G-League, juges et rétro
Dès lors, comment relancer le Slam Dunk Contest ? Ce sont les anciens vainqueurs qui peuvent le mieux en parler et la première piste offerte est de revenir aux fondamentaux.
« Je le ferais à l’ancienne. Comme dans la rue. L’un après l’autre. Pour moi, l’aspect gadget est surcoté. Montrez ce que vous avez dans le ventre et ne laissez pas la responsabilité à un coéquipier ou un accessoire », avance Vince Carter, qui avait tout de même profité de Tracy McGrady en 2000. « J’aime le vieux format. On prend la balle, on laisse son imagination fonctionner et on y va, tout simplement », confirme Dominique Wilkins, vainqueur en 1985 et 1990.
Dee Brown aimerait aussi voir le concours s’ouvrir.

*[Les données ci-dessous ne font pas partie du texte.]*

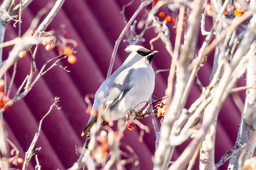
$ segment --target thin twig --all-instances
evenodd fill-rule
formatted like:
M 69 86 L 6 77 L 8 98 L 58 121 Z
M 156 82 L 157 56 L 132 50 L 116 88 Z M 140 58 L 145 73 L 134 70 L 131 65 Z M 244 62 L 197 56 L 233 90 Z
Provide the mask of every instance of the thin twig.
M 132 22 L 134 20 L 138 14 L 139 14 L 139 12 L 142 10 L 143 7 L 147 6 L 148 4 L 151 3 L 153 1 L 153 0 L 147 0 L 147 1 L 143 1 L 142 2 L 141 5 L 139 5 L 138 9 L 136 10 L 136 11 L 134 12 L 134 14 L 131 16 L 131 19 L 130 19 L 129 21 L 127 23 L 127 24 L 125 26 L 125 28 L 123 28 L 123 31 L 122 31 L 121 33 L 120 34 L 118 39 L 115 41 L 115 46 L 114 47 L 114 50 L 113 51 L 112 56 L 111 57 L 111 60 L 110 60 L 110 63 L 109 64 L 109 70 L 108 70 L 108 74 L 107 74 L 107 78 L 109 77 L 111 75 L 111 73 L 112 71 L 113 66 L 114 65 L 114 61 L 115 58 L 115 55 L 117 54 L 117 49 L 118 48 L 119 44 L 120 44 L 121 40 L 123 37 L 123 36 L 125 35 L 125 33 L 128 30 L 129 28 L 131 26 Z
M 46 117 L 47 116 L 47 115 L 49 114 L 49 113 L 51 112 L 51 110 L 54 106 L 55 106 L 57 108 L 57 109 L 58 109 L 59 110 L 60 110 L 61 109 L 60 107 L 58 107 L 56 105 L 56 103 L 58 103 L 59 101 L 60 101 L 59 99 L 60 99 L 60 97 L 55 97 L 55 99 L 54 99 L 55 101 L 54 101 L 53 104 L 51 106 L 48 112 L 44 116 L 44 117 L 43 117 L 43 118 L 40 121 L 39 126 L 38 127 L 38 133 L 36 133 L 35 134 L 35 137 L 34 137 L 34 139 L 32 141 L 31 143 L 30 144 L 30 146 L 28 148 L 28 150 L 26 152 L 24 162 L 23 166 L 22 167 L 23 170 L 27 169 L 27 166 L 28 165 L 28 163 L 30 162 L 30 160 L 31 159 L 32 156 L 34 155 L 32 151 L 33 151 L 34 148 L 35 147 L 35 145 L 38 139 L 40 133 L 41 133 L 41 128 L 42 128 L 42 125 L 43 124 L 43 121 L 46 118 Z

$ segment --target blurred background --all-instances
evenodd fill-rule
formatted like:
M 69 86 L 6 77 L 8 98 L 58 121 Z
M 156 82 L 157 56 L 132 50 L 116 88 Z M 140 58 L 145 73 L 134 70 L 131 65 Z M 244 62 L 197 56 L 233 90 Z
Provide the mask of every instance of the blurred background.
M 54 3 L 55 1 L 34 0 L 22 12 L 22 35 L 27 31 L 37 12 L 50 2 Z M 85 137 L 82 137 L 81 134 L 89 117 L 85 113 L 87 104 L 84 101 L 84 97 L 86 95 L 94 94 L 106 78 L 115 42 L 125 26 L 120 12 L 122 10 L 122 6 L 129 2 L 129 0 L 65 1 L 61 9 L 46 31 L 54 30 L 57 35 L 61 35 L 65 38 L 75 40 L 78 44 L 78 46 L 74 49 L 77 52 L 75 54 L 77 62 L 71 65 L 67 62 L 67 58 L 62 60 L 59 64 L 63 67 L 67 66 L 67 70 L 70 72 L 66 72 L 59 66 L 54 67 L 39 80 L 25 97 L 16 102 L 9 111 L 4 113 L 4 127 L 6 135 L 19 150 L 19 157 L 24 159 L 25 152 L 27 151 L 35 133 L 38 131 L 40 120 L 48 112 L 54 102 L 55 97 L 57 96 L 60 97 L 60 100 L 57 104 L 61 109 L 58 110 L 54 108 L 43 122 L 42 131 L 35 147 L 42 147 L 38 153 L 38 159 L 42 169 L 64 169 L 72 167 L 77 161 L 74 143 L 79 148 L 82 147 Z M 131 5 L 125 8 L 124 14 L 127 20 L 139 7 L 140 3 L 141 1 L 134 0 Z M 148 7 L 151 7 L 150 6 Z M 167 7 L 163 7 L 162 10 L 173 16 L 177 14 L 168 10 Z M 144 14 L 144 10 L 143 10 L 138 16 L 137 19 L 139 23 Z M 44 15 L 42 20 L 46 16 Z M 209 18 L 207 19 L 207 31 L 210 28 L 212 22 Z M 13 24 L 12 22 L 7 27 L 5 41 L 18 36 L 18 28 L 14 27 Z M 167 26 L 170 28 L 170 39 L 173 45 L 176 37 L 175 29 L 172 28 L 174 26 L 174 23 L 167 23 Z M 137 28 L 136 33 L 138 34 L 142 31 L 141 29 Z M 145 41 L 137 44 L 150 49 L 149 41 L 157 35 L 154 28 L 149 29 L 143 36 Z M 199 35 L 196 51 L 198 51 L 204 38 Z M 124 39 L 126 37 L 125 36 Z M 123 41 L 121 41 L 112 73 L 128 56 L 129 54 L 123 50 L 127 45 Z M 170 69 L 171 58 L 160 39 L 154 41 L 153 45 L 154 50 L 159 52 L 153 60 L 154 70 Z M 73 46 L 72 44 L 69 45 Z M 7 58 L 12 47 L 3 49 L 4 59 Z M 32 50 L 34 49 L 34 47 Z M 40 70 L 47 60 L 57 55 L 57 48 L 47 51 L 45 47 L 40 45 L 35 57 L 38 70 Z M 205 87 L 209 84 L 213 56 L 213 54 L 208 56 L 207 62 L 204 63 L 204 66 L 198 73 L 199 79 Z M 17 73 L 10 95 L 11 98 L 27 75 L 30 74 L 30 65 L 29 54 L 18 62 Z M 8 85 L 13 70 L 13 67 L 6 73 Z M 168 71 L 156 75 L 153 100 L 160 99 L 165 95 L 168 75 Z M 237 86 L 245 86 L 244 79 L 245 77 L 241 79 Z M 201 94 L 199 87 L 194 84 L 186 105 L 187 108 Z M 243 91 L 239 94 L 243 100 L 245 94 L 245 91 Z M 226 100 L 218 118 L 215 148 L 216 163 L 218 162 L 226 151 L 233 147 L 240 117 L 240 112 L 230 95 Z M 161 118 L 157 118 L 158 128 L 160 127 Z M 141 121 L 150 129 L 149 133 L 145 133 L 143 142 L 139 142 L 141 130 L 137 126 L 134 131 L 126 129 L 121 142 L 123 145 L 130 146 L 138 155 L 139 161 L 138 169 L 152 169 L 152 158 L 155 151 L 155 134 L 150 116 Z M 179 157 L 188 143 L 188 142 L 186 142 L 176 147 L 172 161 Z M 10 147 L 10 149 L 11 148 Z M 199 158 L 197 158 L 194 169 L 199 169 Z M 226 163 L 219 169 L 226 169 L 227 164 Z M 35 157 L 33 157 L 28 169 L 34 169 L 36 165 Z M 22 165 L 12 165 L 12 167 L 21 169 Z M 127 164 L 126 167 L 129 169 L 133 166 Z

« J’aimerais qu’il y ait plus de participants. À mon époque, on était huit. C’est plus excitant. De plus, le gagnant remporte les 100 000 dollars et il n’y a pas d’argent pour le deuxième ou troisième. Ainsi, plus de joueurs seraient intéressés. J’ajouterais aussi des joueurs de G-League. Ils font partie de la NBA, donc pourquoi pas. »
Et pour arbitrer, des personnes compétentes. « Les juges doivent savoir dunker », estime Dee Brown. « Il faut avoir un minimum de connaissance sur le niveau d’un dunk. Je sais qu’ils essaient de mettre des célébrités mais on parle d’un concours de dunks. Personnellement, je ne peux pas être juré dans un concours de chant alors que je ne sais pas chanter. »
Plus de coups à prendre qu’à mettre
Un des principaux soucis autour du concours de dunks reste également l’absence de stars. Pendant des années, on a attendu LeBron James ou Dwyane Wade et on aurait espéré revoir Kobe Bryant après sa victoire en 1997. Les plus grandes étoiles de la NBA désertent l’événement et pour Dominique Wilkins, c’est la « peur de l’échec » qui paralyse.
« Premier raison : l’argent », assure de son côté Dee Brown avant de donner raison à l’ancien ailier des Hawks. « Ces gars gagnent tellement d’argent ailleurs. Avec les réseaux sociaux, on n’a plus besoin de ça. On se fait sa promotion soi-même. Quand j’y étais, on allait au concours de dunk pour se montrer, pour se voir à la télévision, pour voir son nom dans les journaux. Désormais, une grande partie des grands joueurs construisent leur marque sur les réseaux sociaux. Elle est plus grande que le concours donc ils ne veulent pas prendre le risque de perdre ce statut de grand joueur en s’inclinant pendant le concours. »
Dernier vainqueur en date, Donovan Mitchell rappelle aussi la dimension physique de cette soirée du samedi. « Ça demande beaucoup de faire le concours et de jouer le All-Star Game. Il faut s’entraîner et être concentré pour ce concours. Le corps et la tête sont sollicités. Le break du All-Star Game est fait pour se reposer. La saison passée, je n’étais pas All-Star mais j’étais fatigué. Je n’aurais pas imaginé faire les deux. Et je n’ai pas participé cette saison à cause de mon corps, je veux me reposer. »
Fatiguant mentalement et physiquement, peu rémunérateur sur le plan financier et avec plus de coups médiatiques à prendre qu’à provoquer, le concours de dunks manque d’arguments pour reconquérir les stars et les cœurs.
L’édition 2019 ne pourra sans doute pas inverser cette tendance, mais si elle pouvait au moins offrir une belle soirée dont on se souviendra dans quelques temps, ce serait déjà un joli minimum.